Credits: Dome Over Manhattan, 1959, Buckminster Fuller and Thomas C. Howard
The emissions of CO2 have increased exponentially from the First Industrial Revolution, specially over the past 10 years. At this moment, the scientific community considers the possibility that we have already passed the point of no return, that one beyond which not even the most effective and radical measures would afford.
It seems clear that small interventions based on the “think local-act global” slogan do not have enough impact to produce a balance: If we want to keep a viable space for living we must start thinking of planified interventions of the magnitude of the problems that we face. The seminar will develop speculative approaches to face Global Warming from an architectural point of view. Based on the latest technological and scientific studies in Climate Intervention, we will develop multidisciplinary proposals in the built environment that will deal with issues such as the reduction of emissions of CO2, the management of solar radiation, the creation o clean energies or the control of nuclear waste, and at the same time we will be discussing on geopolitical analysis, the relationship between private companies and public welfare or the ethical codes and. controversies that these kind of interventions are certainly producing nowadays.
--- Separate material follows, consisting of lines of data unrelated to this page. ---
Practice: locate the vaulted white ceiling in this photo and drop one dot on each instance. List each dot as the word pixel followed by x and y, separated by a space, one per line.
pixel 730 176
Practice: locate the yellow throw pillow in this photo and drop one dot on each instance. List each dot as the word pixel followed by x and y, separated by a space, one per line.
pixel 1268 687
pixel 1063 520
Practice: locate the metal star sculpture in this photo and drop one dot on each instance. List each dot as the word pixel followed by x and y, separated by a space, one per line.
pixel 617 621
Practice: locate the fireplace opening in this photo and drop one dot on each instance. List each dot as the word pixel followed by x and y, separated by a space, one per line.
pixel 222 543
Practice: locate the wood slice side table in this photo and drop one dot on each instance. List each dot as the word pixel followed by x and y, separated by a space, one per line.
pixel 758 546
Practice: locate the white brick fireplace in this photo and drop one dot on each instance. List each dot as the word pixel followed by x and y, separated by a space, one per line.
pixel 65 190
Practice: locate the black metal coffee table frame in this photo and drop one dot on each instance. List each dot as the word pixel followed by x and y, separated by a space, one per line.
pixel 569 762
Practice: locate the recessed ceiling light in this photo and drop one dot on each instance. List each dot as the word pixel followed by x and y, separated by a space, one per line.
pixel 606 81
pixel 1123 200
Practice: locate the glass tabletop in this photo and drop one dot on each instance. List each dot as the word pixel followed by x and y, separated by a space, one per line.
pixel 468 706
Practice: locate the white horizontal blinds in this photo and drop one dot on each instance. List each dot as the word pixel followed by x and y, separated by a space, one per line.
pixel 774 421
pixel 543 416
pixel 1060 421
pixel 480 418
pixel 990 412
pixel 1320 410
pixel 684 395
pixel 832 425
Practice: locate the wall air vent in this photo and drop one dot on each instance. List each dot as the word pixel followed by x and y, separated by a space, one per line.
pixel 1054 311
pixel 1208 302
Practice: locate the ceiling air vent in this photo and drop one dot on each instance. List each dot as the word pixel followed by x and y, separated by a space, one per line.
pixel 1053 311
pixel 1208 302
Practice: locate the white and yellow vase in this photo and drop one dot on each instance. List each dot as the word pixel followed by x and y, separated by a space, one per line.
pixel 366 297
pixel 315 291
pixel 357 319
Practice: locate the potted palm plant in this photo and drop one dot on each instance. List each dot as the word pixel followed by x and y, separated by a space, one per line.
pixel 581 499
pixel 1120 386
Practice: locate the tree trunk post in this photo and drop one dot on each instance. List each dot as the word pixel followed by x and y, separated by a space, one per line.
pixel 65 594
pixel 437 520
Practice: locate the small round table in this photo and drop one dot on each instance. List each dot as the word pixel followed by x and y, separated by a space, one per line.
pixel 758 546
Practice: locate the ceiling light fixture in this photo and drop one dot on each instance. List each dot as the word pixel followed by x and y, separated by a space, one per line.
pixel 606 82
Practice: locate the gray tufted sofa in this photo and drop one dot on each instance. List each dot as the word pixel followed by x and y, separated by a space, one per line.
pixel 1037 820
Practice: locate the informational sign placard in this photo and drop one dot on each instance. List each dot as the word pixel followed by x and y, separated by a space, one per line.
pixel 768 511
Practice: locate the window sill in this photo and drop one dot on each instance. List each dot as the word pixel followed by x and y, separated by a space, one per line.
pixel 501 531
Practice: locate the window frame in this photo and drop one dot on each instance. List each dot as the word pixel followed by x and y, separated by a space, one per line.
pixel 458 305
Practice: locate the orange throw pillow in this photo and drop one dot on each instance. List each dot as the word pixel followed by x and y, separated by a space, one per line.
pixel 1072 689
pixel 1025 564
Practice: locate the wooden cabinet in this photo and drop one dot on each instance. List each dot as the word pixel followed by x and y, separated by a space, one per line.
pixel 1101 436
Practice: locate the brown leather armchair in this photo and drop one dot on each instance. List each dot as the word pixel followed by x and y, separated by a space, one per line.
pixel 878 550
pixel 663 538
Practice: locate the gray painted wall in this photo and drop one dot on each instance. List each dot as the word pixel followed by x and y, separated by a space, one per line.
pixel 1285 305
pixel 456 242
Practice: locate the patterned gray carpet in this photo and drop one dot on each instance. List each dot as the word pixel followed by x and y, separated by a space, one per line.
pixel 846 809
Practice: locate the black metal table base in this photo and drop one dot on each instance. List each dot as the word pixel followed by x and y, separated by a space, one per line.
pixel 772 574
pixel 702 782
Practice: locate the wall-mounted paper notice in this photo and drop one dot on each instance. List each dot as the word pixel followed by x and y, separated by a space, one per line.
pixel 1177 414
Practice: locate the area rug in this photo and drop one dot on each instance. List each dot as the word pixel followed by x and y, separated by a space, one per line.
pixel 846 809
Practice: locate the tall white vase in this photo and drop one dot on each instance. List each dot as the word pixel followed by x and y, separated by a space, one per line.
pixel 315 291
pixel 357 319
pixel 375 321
Credits: SeaO2 farms, Speculative Landscapes Seminar, MAA01 2021/22
Learning Objectives
At course completion the student will:
- Have an approach to contemporaneous ecology thinking;
- Read and understand a complex system that calls a multiplicity of agents involved in it: regulations, human, non human, molecular, chemical, physical, etc.;
- Use architecture as a design tool for creating viable futures;
- Communicate through drawings a complex situation.